In a revealing reflection by David Dobbs he examines how the mirror neurons affect our brain in the way we make decisions, how we process things in our mind, on how we react to things or remember to do certain things. His first example was about his kid, when he stuck out his tongue at the baby the baby stuck his tongue out. That’s when he realized about the mirror neurons, that the neurons are scattered throughout key parts of the brain like the part of the brain that is the center for language, empathy and pain. That also is where we watch others do things and remember it, and it has an additional function for the way they fire in response to something observed.
Everything we watch someone else do we do it as well in our minds. It talks about how at a deeper level it helps us understand how we understand others, understand culture, physiological dysfunctions ranging from lack of empathy to autism. If we understand mirror neurons we can make sense of many things like, why yawns and sneezes are contagious to why we cry when someone we love dies. It says it will also help psychology like it did for DNA for biology and it well help us to explain all the mental disabilities out there.
It will help us know people’s intentions and emotions on why they do things. Dobbs said we possess a basic set of mirror neurons corresponding to an action’s most important form which is reaching. We now know that inactive mirror neurons affects people like autism or those who have trouble with language, learning and empathy. Mirror neurons help us with social skills, social networks, and culture.

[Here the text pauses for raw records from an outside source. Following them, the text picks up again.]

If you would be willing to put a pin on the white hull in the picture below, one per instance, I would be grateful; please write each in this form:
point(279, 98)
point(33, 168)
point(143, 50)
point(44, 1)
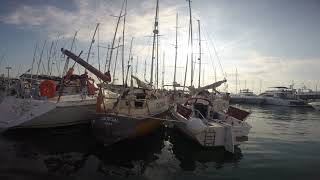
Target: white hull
point(31, 113)
point(283, 102)
point(315, 105)
point(247, 99)
point(211, 135)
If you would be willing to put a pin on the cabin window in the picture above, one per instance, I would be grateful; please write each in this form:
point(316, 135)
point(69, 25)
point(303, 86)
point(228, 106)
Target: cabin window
point(139, 100)
point(201, 108)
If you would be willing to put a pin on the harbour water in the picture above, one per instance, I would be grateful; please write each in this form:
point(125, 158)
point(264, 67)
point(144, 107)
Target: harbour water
point(284, 143)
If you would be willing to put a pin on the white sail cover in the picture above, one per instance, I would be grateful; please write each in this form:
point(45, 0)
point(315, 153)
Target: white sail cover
point(210, 86)
point(141, 83)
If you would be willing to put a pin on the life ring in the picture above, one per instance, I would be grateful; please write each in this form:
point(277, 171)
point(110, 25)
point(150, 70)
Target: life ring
point(220, 105)
point(48, 88)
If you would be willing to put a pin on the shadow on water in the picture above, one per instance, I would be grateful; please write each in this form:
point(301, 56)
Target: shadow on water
point(74, 152)
point(189, 153)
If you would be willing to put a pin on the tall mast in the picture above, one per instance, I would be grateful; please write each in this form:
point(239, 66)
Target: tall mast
point(199, 54)
point(128, 65)
point(155, 33)
point(92, 41)
point(145, 69)
point(176, 55)
point(99, 49)
point(136, 73)
point(236, 80)
point(105, 65)
point(163, 62)
point(157, 52)
point(49, 57)
point(115, 34)
point(123, 33)
point(191, 40)
point(34, 58)
point(115, 62)
point(40, 60)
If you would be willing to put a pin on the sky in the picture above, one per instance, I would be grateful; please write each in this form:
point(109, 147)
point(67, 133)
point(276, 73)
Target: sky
point(268, 42)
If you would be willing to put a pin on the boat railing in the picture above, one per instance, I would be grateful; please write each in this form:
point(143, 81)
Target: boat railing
point(204, 120)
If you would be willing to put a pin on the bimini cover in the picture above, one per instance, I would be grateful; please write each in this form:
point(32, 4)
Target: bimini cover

I think I agree with what the research suggests that when we watch our parents and TV we pick up on what they are doing. The downside is we will copy what we saw our parents do and what people were doing on TV. There is no way we would know how to do something at such a young age if it wasn’t for us seeing it at some point when we were a baby or a younger kid. You see your parents walking so you want to walk as well. You see people doing things on TV and in your head you say I wish I can do that. It can be negative if its violence or if you see bad behavior or hear swearing. Everyone watches something and thinks about doing it themselves with their imagination if they don’t do it in real life.
We all process what we witness in our minds all the time. If you watch violent movies or play violent games it will affect making you a violent person which is really just an assumption. Pop-culture affects who you are which is true if you let it be. Lacoboni thinks that it is hard to resist our mirror neurons when it comes to seeing violence all the time or negative things that we can’t easily control, and that media/artists can have a huge impact on our mirror neurons so we need to be careful what we watch.